W is gold, X is lead sulfide, Y is iodine, Z is mica (quartz).

Step-by-step solution

Analyzing Electrical Conductivity

Given information: \( W \) is a good electrical conductor and \( X, Y, Z \) are poor electrical conductors. Among gold, lead sulfide, mica (quartz), and iodine, gold is a metal and thus a good electrical conductor. Hence, \( W \) is gold.

Analyzing Reaction to Hammer Test

Analyzing behavior: When hit, \( W \) flattens (indicative of malleability of metals, consistent with gold), \( X \) shatters, \( Y \) turns to powder, \( Z \) remains unchanged. Lead sulfide and mica (quartz) would likely shatter, while iodine is known to be brittle. Hence, \( X \) and \( Y \) are candidates for lead sulfide and iodine, while \( Z \) is likely mica (quartz).

Analyzing Heating Test Results

\( Y \) melts and sublimates with heat, indicative of iodine's properties, whereas \( X, Z, \) and \( W \) do not melt. Iodine can sublimate at lower temperatures, hinting further that \( Y \) is iodine. \( X \) is then likely to be lead sulfide.

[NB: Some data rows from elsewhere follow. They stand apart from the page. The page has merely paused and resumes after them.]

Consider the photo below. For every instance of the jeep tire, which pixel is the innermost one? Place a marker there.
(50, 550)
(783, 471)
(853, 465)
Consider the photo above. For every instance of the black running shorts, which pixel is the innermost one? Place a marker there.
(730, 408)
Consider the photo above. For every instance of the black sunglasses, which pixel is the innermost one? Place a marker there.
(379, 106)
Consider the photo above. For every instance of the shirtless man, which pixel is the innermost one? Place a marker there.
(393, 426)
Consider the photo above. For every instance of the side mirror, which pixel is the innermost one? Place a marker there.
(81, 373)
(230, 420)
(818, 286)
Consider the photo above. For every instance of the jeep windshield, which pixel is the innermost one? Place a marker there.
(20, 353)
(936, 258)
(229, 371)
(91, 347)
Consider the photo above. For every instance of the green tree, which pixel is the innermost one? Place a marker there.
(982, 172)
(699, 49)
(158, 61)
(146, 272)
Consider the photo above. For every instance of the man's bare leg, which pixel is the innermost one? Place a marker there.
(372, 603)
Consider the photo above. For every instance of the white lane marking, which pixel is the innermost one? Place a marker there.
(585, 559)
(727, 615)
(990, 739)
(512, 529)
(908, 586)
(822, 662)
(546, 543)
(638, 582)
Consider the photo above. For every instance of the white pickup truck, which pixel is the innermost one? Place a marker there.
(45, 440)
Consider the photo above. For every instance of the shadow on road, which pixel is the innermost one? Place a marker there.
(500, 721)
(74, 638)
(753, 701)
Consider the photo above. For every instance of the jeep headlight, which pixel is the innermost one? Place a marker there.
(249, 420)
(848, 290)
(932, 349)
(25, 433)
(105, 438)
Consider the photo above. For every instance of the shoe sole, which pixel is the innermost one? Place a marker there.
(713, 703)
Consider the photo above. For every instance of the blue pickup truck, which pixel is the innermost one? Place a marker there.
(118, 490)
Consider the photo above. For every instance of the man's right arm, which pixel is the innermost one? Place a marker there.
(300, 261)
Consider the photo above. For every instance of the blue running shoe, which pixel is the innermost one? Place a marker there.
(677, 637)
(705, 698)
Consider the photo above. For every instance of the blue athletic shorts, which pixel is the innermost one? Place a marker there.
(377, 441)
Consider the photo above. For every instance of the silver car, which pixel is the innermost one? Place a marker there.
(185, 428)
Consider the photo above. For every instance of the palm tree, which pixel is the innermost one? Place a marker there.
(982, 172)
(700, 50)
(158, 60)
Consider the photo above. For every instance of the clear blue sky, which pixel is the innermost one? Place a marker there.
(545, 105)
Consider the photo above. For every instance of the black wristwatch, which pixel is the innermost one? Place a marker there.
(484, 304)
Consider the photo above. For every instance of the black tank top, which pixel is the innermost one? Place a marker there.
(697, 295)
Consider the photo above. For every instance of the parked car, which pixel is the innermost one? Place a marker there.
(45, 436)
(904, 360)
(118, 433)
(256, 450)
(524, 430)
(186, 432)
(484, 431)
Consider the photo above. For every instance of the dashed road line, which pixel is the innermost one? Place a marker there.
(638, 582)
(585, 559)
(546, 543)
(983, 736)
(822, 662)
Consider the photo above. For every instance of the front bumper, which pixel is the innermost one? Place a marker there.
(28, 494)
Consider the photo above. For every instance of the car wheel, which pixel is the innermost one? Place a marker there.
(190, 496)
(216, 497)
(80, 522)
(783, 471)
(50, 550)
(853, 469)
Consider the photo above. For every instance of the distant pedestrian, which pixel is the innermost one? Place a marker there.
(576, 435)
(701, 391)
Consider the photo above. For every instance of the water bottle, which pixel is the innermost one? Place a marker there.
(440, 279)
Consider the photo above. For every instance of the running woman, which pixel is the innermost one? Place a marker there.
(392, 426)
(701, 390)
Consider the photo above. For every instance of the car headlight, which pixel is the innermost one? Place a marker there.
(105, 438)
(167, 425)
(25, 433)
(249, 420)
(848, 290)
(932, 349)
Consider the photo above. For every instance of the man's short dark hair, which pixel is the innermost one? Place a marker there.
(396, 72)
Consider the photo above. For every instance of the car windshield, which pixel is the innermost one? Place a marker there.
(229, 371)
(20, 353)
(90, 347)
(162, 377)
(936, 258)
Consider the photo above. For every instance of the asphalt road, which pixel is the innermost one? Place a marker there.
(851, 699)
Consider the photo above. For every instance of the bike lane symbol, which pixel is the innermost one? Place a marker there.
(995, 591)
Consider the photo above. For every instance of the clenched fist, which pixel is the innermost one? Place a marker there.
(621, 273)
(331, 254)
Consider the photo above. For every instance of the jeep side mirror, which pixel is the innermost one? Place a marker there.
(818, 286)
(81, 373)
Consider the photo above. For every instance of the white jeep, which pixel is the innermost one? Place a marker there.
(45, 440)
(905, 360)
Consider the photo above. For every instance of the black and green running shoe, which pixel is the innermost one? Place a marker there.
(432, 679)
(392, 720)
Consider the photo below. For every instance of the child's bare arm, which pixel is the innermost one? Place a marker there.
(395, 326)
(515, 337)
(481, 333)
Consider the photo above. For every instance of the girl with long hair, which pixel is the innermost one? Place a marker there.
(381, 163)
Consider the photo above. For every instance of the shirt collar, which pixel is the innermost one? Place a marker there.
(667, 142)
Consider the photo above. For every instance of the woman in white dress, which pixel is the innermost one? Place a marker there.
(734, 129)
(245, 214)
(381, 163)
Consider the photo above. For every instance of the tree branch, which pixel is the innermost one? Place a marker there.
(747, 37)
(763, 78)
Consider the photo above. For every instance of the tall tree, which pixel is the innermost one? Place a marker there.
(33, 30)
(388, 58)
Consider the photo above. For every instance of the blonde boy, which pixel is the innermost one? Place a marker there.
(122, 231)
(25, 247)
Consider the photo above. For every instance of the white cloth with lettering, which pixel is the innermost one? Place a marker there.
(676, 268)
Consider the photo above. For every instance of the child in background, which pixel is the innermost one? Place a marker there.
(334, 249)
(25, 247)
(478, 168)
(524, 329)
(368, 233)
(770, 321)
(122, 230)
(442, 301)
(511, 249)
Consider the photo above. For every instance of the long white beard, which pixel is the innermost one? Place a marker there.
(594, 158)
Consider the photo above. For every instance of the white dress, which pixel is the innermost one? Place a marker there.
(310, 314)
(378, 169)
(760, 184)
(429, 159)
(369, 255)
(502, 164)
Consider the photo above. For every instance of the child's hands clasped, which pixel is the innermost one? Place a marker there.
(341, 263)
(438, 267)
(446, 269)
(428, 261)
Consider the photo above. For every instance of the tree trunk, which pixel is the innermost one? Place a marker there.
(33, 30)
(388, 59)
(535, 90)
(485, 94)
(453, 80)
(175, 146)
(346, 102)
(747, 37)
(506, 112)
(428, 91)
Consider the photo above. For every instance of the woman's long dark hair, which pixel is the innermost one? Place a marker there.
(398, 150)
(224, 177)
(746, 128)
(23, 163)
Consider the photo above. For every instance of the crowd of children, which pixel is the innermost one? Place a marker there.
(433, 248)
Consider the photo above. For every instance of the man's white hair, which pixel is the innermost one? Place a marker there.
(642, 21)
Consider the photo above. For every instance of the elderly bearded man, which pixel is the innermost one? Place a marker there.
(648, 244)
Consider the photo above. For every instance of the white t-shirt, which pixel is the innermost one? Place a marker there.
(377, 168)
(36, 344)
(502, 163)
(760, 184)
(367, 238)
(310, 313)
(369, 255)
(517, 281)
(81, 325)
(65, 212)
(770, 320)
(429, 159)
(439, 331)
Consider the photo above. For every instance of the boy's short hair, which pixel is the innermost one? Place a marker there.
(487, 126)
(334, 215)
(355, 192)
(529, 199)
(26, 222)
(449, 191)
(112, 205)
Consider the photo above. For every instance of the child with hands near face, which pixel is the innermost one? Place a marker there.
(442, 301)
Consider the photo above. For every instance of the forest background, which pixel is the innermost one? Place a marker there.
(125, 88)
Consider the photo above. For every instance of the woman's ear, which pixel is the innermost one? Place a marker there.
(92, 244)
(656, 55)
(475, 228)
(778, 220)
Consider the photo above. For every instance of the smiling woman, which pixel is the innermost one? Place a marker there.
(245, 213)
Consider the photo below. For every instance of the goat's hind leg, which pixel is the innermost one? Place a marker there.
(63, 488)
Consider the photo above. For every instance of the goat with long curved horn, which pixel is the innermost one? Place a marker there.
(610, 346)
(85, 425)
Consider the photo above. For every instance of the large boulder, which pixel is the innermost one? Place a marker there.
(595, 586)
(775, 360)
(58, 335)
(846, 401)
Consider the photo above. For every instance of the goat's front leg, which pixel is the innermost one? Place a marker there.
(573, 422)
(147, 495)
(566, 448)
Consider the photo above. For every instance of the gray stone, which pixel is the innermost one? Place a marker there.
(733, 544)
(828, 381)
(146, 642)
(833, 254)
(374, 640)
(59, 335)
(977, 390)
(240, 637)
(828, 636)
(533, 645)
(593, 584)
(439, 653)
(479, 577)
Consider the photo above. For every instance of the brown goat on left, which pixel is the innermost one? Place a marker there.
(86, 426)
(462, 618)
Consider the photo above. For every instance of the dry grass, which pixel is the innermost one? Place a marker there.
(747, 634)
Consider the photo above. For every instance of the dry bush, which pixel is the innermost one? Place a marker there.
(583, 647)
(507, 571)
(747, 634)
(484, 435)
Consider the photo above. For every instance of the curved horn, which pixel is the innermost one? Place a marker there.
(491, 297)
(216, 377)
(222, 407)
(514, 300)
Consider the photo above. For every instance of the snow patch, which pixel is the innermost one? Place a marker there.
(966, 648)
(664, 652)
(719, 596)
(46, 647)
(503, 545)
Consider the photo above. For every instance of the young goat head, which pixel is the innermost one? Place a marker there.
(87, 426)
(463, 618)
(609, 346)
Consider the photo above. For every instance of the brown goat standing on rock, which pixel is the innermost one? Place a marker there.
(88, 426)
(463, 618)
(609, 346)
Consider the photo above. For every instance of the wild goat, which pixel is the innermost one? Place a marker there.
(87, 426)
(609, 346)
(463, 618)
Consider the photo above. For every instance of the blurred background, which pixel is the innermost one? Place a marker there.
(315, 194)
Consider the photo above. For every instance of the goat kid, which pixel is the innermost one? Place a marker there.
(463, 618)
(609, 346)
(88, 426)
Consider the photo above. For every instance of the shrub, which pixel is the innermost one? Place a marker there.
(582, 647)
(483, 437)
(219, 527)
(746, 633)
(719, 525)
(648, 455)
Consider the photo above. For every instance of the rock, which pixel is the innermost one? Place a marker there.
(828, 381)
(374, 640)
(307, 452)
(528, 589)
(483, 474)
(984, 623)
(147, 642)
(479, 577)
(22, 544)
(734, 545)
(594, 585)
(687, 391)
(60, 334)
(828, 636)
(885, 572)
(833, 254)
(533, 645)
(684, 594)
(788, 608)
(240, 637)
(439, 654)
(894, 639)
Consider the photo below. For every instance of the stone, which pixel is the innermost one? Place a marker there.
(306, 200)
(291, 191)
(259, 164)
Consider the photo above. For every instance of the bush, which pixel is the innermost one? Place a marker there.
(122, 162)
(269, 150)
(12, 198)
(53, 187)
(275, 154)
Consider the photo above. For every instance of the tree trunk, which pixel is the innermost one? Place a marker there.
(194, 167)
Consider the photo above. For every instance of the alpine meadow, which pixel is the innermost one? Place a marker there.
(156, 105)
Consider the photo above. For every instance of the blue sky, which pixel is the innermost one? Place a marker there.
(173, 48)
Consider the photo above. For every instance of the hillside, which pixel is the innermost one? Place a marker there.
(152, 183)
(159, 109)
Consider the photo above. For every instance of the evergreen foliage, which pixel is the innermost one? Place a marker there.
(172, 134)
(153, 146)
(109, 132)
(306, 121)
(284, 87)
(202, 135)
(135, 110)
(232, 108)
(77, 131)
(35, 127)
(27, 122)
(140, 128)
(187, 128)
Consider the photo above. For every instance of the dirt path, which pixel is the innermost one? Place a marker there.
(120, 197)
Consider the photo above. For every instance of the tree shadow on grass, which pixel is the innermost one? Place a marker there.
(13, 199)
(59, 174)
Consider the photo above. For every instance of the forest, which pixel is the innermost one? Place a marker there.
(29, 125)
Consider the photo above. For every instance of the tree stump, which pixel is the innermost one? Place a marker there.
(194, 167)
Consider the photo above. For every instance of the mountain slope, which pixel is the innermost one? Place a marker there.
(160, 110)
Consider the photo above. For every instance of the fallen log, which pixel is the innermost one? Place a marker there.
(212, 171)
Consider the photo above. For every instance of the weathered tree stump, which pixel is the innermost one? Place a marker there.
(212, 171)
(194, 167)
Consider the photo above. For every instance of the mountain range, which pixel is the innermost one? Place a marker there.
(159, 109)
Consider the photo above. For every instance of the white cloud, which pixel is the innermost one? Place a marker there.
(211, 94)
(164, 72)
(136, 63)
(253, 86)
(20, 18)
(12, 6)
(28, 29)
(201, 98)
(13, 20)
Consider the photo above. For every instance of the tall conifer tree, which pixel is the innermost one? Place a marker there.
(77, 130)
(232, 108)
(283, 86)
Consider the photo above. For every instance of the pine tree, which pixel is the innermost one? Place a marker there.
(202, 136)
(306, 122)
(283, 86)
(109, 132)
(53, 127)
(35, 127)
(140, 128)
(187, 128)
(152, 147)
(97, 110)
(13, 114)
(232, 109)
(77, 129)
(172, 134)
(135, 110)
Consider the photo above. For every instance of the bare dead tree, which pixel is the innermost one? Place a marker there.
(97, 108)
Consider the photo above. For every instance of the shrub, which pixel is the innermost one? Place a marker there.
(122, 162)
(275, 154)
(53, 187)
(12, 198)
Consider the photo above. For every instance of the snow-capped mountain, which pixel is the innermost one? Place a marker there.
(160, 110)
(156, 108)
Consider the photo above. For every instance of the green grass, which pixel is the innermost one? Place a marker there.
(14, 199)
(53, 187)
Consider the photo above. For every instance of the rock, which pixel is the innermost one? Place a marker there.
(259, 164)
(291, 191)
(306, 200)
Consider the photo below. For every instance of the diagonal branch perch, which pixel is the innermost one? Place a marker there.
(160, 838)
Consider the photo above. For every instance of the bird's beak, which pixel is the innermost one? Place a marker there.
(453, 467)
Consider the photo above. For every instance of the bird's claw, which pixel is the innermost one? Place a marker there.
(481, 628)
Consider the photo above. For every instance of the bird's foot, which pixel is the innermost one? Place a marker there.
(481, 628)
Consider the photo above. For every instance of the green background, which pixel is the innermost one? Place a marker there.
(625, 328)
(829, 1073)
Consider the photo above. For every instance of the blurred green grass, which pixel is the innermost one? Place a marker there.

Analyzing Reaction with \(6M \; HNO_3\)

\( X \) dissolves in \(6M \; HNO_3\), lead compounds such as lead sulfide can dissolve in acids, confirming that \( X \) is lead sulfide. This leaves us with \( Z \) being mica (quartz), which is not reactive under these conditions.

Key concepts

Electrical Conductivity

Electrical conductivity is the ability of a material to allow the flow of an electric current through it. Substances like metals are good conductors due to their free-moving electrons. Gold, for example, is an excellent electrical conductor, making it a prime candidate for component W in the exercise. In comparison, materials that lack free-moving electrons, such as lead sulfide, mica (quartz), and iodine, are poor conductors. Thus, substances X, Y, and Z, which are stated to be poor conductors, fall into this category. When identifying unknown substances, testing for electrical conductivity can provide insight into which materials contain free electrons and are likely metals.

Chemical Reactions

Chemical reactions involve breaking and forming bonds to create new substances. In our exercise, treatment with nitric acid (\(6M \; HNO_3\)) is a type of chemical reaction test. Substances interacting differently during this test can indicate their identity. Here, solid X dissolves in the acid, which is characteristic of lead sulfide reacting with strong acids to form a soluble lead compound. Meanwhile, no reaction occurs for W, Y, and Z, suggesting that these substances do not react under the given acid conditions. This further helps in identification by highlighting which substances remain inert and which undergo a chemical transformation.

Sublimation

Sublimation occurs when a solid changes directly into a gas without passing through the liquid phase. This is a relatively rare property observable in iodine. When Y is heated and shows signs of melting and sublimation, this is a strong clue that Y is iodine. The sublimation of iodine at a lower temperature can be visually observed as a vapor, distinguishing it from the other substances. Understanding sublimation helps in determining the unique phase change behaviors of materials, especially in distinguishing them from similar-looking substances under heat.

Malleability

Malleability refers to the ability of a substance to deform under compressive stress, which is a common characteristic of metals. In the exercise, W flattens when hit with a hammer, showcasing its malleability. This indicates that W is likely a metal, such as gold. Malleability is a useful property in identifying metals because it differentiates metallic from non-metallic substances. For instance, while X shatters and Z remains unchanged, highlighting their lack of malleability. This property is essential in determining how a substance behaves under mechanical force, aiding in the categorization of metals versus non-metals.